A coalition of public libraries, library patrons and Web site operators filed the challenge in March against the Children's Internet Protection Act of 2000, which would withhold federal funds from libraries and schools that fail to install smut-filtering software on personal computers.

The Justice Department, which is representing the Federal Communications Commission and the Institute of Museum and Library Services in the suit, asked a federal court in Philadelphia to dismiss the case saying the challenge is without merit.

But on Monday, the U.S. appellate judge who heads a special three-judge panel set up to oversee the case, said the constitutional questions raised by the lawsuit appear too numerous and too complex to be examined without a full-blown trial, which was tentatively scheduled for Feb. 14, 2002.

``There are a zillion issues here,'' Chief Judge Edward Becker of the 3rd U.S. Circuit Court of Appeals told a team of Justice Department attorneys during an hour-long hearing.

``This case is unquestionably destined for the United States Supreme Court, is it not? ... Wouldn't this court and the Supreme Court be much better equipped to deal with this after discovery and after trial?'' he asked.

Former U.S. President Bill Clinton signed the Children's Internet Protection Act into law in December. It was the federal government's latest attempt to control pornography on the Internet after two earlier attempts were stymied.

In 1997, the U.S. Supreme Court struck down the 1996 Communications Decency Act saying it infringed upon free speech. And in 1999, a U.S. district judge in Philadelphia issued an injunction against the 1998 Child Online Protection Act. That matter will be argued before the high court in the fall.

Three-dozen plaintiffs, headed by the American Library Association and the American Civil Liberties Union, allege the Children's Internet Protection Act violates free speech rights enshrined in the U.S. Constitution. The plaintiffs argue that installing the pornography-filtering software constrains the ability of adults to access lawful material, including Web sites of interest to homosexuals and women's groups.

They also complain that the law could leave individual librarians to determine what adults accessing the Internet should be allowed to see.

``We say the traditional role of libraries is to provide material that the patrons want, not material that libraries and librarians believe are correct,'' ACLU senior staff counsel Chris Hansen said.

But Justice Department attorney Rupa Bhattacharyya, arguing that the challenge was without merit, reminded the three judges that the law does not constrain free speech but simply imposes conditions on libraries that choose to accept federal money.

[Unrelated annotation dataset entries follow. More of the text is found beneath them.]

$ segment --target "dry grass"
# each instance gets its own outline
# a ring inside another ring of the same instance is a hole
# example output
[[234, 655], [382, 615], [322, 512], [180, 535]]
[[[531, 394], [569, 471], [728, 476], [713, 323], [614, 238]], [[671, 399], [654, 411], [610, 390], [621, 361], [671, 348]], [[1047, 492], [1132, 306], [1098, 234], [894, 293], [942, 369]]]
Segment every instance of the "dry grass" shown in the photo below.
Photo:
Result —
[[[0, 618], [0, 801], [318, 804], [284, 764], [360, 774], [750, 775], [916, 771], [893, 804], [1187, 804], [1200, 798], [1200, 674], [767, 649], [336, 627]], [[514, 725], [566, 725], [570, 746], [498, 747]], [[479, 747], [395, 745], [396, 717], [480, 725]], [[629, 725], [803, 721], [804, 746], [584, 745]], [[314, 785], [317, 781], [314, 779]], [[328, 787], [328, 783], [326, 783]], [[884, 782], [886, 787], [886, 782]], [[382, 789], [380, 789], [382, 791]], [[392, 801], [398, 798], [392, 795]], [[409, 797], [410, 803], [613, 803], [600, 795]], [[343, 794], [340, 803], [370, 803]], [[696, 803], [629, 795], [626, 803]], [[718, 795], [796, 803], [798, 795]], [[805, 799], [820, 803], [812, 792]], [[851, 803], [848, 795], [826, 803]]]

``The government is not required to subsidize the exercise of the first amendment. The government is not required to subsidize Internet access,'' she said. ``Libraries were given money to connect themselves to the Internet for educational purposes.''

Public libraries that fail to comply with the Internet law would risk losing government-provided discounts on Internet access, as well as federal grants. The library association, which represents 3,000 public libraries, said the amount of money in question totals about $215 million a year.

Becker said the panel would rule later on whether the case should be dismissed, but set no deadline for a decision.